What this means to you
All new genetically modified crops can now be completely deregulated if one processing ingredient is changed (APHIS definitions for plant pests), because they will no longer qualify for regulation under the USDA. This means that there will be absolutely no accountability regarding GMOs at all. The labeling movement that has been growing stronger and stronger, will be a moot point because retailers and manufacturers won’t even know if what they are selling contains GMOs. No regulations, no oversight. Simply thrown into the market without distinction from traditional items, the only way we will be able to tell if something is genetically engineered is if…. well, we won’t. Period. As an official at the USDA told me: “I don’t know why GE Kentucky Bluegrass would be regulated, almost all plants are genetically engineered.” That is the USDA’s attitude.
Enter the Terminator
It seems that the plan all along was to deregulate GMOs completely, but the charade had to be maintained until a prestigious time to avoid public backlash too soon, such as what happened with the Terminator seed moritorium. Public outcry caused this technology to be put on hold, but testing continues to this day. Watch and wait for the Terminator to be released without any regulation or oversight, due to this new deregulation salvo launched on the American public. The stage is set. First take over all plant life with genetically modified plants, then introduce the Terminator to wrap it all up in a pretty package.

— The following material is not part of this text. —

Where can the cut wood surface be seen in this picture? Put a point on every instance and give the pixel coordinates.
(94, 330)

But the Terminator has sterile seeds and cannot reproduce you say? Wouldn’t this be a solution to GM contamination? Well, one of the problems with Terminator technology is that it cannot be proven to be 100% reliable, and it is possible that not all seeds will be sterile, and the Terminator gene could be spread to viable plants, thus infecting the entire food chain with plants unable to produce offspring. Not to mention horizontal gene transfer. The norm would become plant sterility, with viable seeds becoming rare. The only way to get viable seeds would be to buy them. No more saving seeds, because the seed you save would be sterile.
If all plant life is owned by mega-corporations due to total contamination by invasive GMOs, and no regulations are in effect that apply to them, then Terminator technology can be instituted at will with no roadblocks. After all, if you own all of the plants, then you can do with them as you like. This may well be part of a well planned strategy for the complete takeover of every living plant on earth by corporate interests. Man the torpedoes, full speed ahead. Maybe we can now get a glimpse of just why the Svalbard Global Seed Vault might have been built, and why it contains only viable, foundation seeds – no GMOs.

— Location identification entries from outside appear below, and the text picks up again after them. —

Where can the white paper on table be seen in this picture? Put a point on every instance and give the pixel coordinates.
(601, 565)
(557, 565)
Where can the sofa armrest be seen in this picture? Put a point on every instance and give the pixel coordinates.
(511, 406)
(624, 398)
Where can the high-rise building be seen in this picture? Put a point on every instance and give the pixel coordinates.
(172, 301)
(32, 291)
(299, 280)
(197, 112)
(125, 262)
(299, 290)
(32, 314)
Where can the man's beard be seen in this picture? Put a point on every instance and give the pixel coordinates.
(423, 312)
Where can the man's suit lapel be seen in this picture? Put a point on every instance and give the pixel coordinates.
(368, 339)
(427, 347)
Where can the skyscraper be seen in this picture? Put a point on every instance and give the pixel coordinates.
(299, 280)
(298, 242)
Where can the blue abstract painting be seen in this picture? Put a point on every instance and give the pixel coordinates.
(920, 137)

The regulations for GMOs contain no teeth and are just there for show – to fool the public into thinking there is real oversight when in actuality, there isn’t. The USDA is a rogue agency of the Federal government that has proven time and time again that its only purpose is to provide a distraction for the American public so that corporate interests are able to completely take over our food supply with little to no interference from the people they are injuring.
This Kentucky Bluegrass case precedent has the potential to be the single biggest food event on the planet. The complete deregulation of all GMOs means that anything goes. As long as there are no plant pests involved in the genetic engineering process that are listed on the APHIS site, then it is possible that just about anything else can be inserted into the plants, including pharmaceuticals, vaccines, psychotropic substances, etc., without our knowledge or consent. Pandora’s box has just been opened, and closing it is quickly becoming ‘not an option.’